The team refer to their discovery as an “architected material” in a paper in Nature. The key to its properties is an electrochemically-driven alloying reaction  in a three-dimensional lattice of lithium made up from cuboid shapes coated with silicon. When a current is applied, the lithium and silicon form an alloy which buckles the lattice. The shape change can be controlled by varying the electric current: a small current will trigger a small change in shape, a larger one a much more drastic change.

The team took advantage of the fact that all lattice structures contain imperfections, by deliberately building in defects to imbue the material with their desired properties.

"The most intriguing part of this work to me is the critical role of defects in such dynamically responsive architected materials," said Xiaoxing Xia, a graduate student at Caltech and lead author of the Nature paper. Greer added: "This just further shows that materials are just like people, it's the imperfections that make them interesting. I have always had a particular liking for defects, and this time Xiaoxing managed to first uncover the effect of different types of defects on these metamaterials and then use them to program a particular pattern that would emerge in response to electrochemical stimulus."
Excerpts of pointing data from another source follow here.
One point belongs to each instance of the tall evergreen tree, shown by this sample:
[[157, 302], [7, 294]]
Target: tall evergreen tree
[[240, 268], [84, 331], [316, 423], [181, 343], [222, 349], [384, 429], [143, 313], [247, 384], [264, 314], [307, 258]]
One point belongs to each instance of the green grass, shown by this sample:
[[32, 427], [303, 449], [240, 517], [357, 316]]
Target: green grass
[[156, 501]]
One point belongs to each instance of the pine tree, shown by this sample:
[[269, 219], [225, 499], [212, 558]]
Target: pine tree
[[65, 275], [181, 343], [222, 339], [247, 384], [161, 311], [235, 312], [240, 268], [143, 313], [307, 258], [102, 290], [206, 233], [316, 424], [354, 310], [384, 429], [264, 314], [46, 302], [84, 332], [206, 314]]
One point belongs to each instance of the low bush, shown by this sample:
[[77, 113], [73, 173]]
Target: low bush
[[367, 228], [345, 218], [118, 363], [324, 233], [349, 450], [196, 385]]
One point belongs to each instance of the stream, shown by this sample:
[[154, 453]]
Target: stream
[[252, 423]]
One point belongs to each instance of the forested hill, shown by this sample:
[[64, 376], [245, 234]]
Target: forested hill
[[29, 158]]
In the Nature paper, Greer’s team describes a lattice with microscale straight beams that bend into sinusoidal curves when a current is applied, taking on tailored mechanical and vibrational properties. They used the ultra-resolution 3D printing process two photon lithography to construct the lattice. As a demonstration of its abilities, they fabricated a sheet of the material which change shape into the Caltech logo under electrical stimulation.

One useful application of this technology might be lighter, safer types of electrical battery. Many electrical storage materials expand and contract when charged and discharged, and the cycling between the two states induces mechanical degradation. Architected materials would be able to cope better with such cycling, making them last substantially longer, the team suggests.

"Electrochemically active metamaterials provide a novel pathway for development of next generation smart batteries with both increased capacity and novel functionalities. At Georgia Tech, we are developing the computational tools to predict this complex coupled electro-chemo-mechanical behavior," said Claudio Di Leo, a colleague of Arman Afshar.